Find all orders with status "DELIVERED", sorted by date ascending. Skip the first 2 results and return the next 3.

Task C4

Find all projects that are "IN_PROGRESS" and have priority "HIGH" or "CRITICAL". Sort them by estimatedCost descending.

Hint: You can use $in inside $match to check if a field’s value is one of several options.

Task C5

Find all employees hired after January 1st, 2020 (hireDate: { $gt: ISODate("2020-01-01") }) who are active and have a salary below 50,000. Sort by hireDate ascending.


Part D — Exploration Tasks

These tasks are open-ended. Think about what information you want to extract, then build a pipeline to get it.

Task D1

You are preparing a presentation about the company’s workforce. Using only the stages you’ve learned this week ($match, $sort, $skip, $limit), create three different queries that each answer a different interesting question about the employees collection.
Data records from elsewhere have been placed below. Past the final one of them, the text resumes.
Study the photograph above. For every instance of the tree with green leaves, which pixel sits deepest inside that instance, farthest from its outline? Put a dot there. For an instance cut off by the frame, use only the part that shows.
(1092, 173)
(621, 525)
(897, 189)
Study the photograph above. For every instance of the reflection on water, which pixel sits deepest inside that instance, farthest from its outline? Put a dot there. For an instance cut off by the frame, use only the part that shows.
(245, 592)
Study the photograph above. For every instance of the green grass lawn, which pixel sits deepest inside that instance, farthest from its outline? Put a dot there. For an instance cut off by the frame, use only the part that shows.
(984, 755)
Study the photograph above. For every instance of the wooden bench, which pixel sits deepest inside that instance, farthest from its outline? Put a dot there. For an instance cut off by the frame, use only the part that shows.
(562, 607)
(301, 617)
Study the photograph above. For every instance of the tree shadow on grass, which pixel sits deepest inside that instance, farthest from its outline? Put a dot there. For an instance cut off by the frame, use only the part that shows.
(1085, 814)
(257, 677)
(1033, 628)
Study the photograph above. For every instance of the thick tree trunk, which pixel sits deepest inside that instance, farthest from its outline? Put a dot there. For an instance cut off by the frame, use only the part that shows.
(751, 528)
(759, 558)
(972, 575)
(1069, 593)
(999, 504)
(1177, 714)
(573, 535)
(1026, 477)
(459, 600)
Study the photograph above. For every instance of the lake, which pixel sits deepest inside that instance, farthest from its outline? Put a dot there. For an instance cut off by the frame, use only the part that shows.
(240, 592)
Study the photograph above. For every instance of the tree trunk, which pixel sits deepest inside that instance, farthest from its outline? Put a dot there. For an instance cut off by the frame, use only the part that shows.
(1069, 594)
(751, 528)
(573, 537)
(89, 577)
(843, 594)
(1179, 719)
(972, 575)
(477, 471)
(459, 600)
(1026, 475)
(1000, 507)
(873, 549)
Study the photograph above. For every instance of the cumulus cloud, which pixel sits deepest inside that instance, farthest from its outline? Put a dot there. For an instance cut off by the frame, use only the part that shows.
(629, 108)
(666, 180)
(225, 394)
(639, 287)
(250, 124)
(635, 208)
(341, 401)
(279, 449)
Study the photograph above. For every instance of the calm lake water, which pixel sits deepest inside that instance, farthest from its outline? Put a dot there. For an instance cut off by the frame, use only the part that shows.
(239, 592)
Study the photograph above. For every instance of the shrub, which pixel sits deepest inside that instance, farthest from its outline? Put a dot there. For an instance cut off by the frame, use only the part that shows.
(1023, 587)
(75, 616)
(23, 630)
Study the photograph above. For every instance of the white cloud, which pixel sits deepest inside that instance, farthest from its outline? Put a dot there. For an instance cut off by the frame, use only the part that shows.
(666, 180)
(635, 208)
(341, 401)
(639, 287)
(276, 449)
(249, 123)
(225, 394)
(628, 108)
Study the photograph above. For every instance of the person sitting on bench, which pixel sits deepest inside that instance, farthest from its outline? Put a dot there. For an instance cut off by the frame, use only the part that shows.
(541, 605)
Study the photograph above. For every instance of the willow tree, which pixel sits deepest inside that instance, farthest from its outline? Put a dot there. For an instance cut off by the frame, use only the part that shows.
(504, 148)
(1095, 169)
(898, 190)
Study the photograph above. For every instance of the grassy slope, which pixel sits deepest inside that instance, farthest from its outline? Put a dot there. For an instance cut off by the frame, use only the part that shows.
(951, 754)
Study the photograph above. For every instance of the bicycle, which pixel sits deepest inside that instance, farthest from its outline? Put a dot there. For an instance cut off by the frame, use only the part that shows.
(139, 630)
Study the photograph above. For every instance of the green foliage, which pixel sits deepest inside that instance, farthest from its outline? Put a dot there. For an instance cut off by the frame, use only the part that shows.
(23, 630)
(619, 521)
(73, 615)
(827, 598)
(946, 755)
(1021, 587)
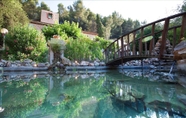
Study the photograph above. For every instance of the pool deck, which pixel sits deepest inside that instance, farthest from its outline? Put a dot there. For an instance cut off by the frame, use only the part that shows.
(73, 68)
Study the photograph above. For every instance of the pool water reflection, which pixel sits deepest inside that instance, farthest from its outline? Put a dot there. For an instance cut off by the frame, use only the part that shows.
(111, 94)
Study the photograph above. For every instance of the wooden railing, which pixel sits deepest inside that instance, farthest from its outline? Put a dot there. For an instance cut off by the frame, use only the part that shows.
(131, 45)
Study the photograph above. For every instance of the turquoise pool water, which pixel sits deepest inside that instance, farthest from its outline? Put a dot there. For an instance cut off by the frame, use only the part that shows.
(110, 94)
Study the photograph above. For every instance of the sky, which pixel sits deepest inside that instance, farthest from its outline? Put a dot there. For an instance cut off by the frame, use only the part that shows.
(141, 10)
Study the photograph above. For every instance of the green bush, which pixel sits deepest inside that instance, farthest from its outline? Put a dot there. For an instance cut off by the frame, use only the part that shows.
(24, 42)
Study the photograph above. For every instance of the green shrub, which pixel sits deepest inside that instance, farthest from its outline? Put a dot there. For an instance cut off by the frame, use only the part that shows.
(24, 42)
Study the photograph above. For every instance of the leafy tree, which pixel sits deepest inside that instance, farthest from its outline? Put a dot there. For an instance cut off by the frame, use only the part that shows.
(99, 26)
(116, 30)
(63, 13)
(107, 23)
(182, 8)
(25, 42)
(11, 14)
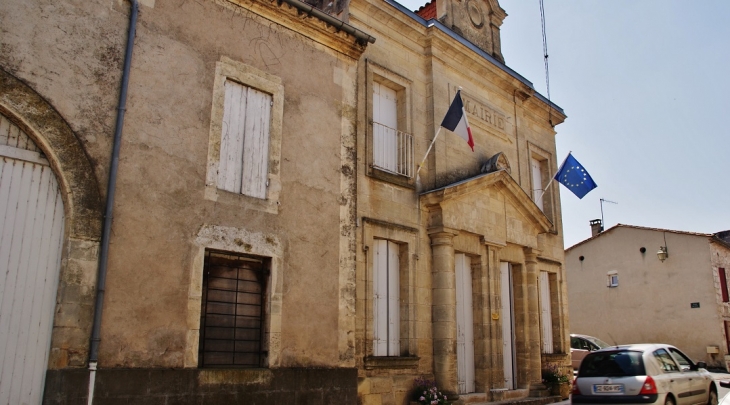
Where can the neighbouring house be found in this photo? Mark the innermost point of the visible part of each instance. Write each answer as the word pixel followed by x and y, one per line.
pixel 633 284
pixel 237 214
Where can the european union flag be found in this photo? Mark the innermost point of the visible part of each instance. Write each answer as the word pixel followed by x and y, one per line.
pixel 575 177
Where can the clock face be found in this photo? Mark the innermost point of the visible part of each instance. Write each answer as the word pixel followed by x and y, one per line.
pixel 474 10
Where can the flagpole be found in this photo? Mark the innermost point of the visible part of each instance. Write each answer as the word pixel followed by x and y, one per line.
pixel 427 151
pixel 553 176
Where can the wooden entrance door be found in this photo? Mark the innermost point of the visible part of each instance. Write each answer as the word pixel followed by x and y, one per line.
pixel 31 235
pixel 464 325
pixel 508 338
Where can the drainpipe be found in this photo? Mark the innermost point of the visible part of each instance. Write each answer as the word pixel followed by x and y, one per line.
pixel 106 232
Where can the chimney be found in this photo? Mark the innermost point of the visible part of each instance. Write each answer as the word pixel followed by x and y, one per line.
pixel 596 227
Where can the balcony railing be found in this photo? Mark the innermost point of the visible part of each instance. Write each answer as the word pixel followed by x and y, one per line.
pixel 392 150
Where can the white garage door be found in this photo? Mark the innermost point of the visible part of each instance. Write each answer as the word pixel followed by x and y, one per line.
pixel 31 231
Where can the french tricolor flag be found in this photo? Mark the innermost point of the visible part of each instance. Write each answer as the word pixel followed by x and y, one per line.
pixel 455 120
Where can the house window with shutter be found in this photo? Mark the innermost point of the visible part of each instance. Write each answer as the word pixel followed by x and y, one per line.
pixel 723 284
pixel 234 309
pixel 390 145
pixel 540 173
pixel 244 153
pixel 244 150
pixel 389 304
pixel 546 313
pixel 386 298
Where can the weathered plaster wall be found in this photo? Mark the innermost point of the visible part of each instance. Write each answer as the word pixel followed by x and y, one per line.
pixel 71 54
pixel 652 302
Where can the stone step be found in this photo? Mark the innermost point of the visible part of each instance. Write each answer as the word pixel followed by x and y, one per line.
pixel 481 399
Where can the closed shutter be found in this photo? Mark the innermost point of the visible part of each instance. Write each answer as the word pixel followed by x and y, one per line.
pixel 546 313
pixel 386 299
pixel 244 154
pixel 464 324
pixel 385 119
pixel 31 238
pixel 537 192
pixel 723 284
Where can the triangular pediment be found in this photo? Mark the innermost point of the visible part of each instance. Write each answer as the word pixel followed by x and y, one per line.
pixel 472 190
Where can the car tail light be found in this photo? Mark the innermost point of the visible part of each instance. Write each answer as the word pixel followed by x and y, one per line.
pixel 576 390
pixel 649 386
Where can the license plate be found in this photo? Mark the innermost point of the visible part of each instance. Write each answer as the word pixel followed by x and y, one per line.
pixel 608 389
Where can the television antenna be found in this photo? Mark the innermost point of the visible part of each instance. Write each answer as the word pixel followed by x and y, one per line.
pixel 603 223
Write down your questions and the pipelines you used to answer them.

Task D2

Explore the log_entries collection. Write a pipeline that finds the most recent error entries, sorted with the newest first, limited to 5 results.

Task D3

Imagine you are building a task management dashboard. Write pipelines that would provide:

  1. The 3 most time-intensive TODO tasks
  2. All tasks for a specific project (pick one of the project IDs from the data)
  3. All DONE tasks, sorted by hours ascending

Reflection: After completing the exercises, think about the following:

  • Why does the order of stages matter?
  • What happens if you put $limit before $sort? Try it and observe the difference.
  • When would you use $skip + $limit together in a real application?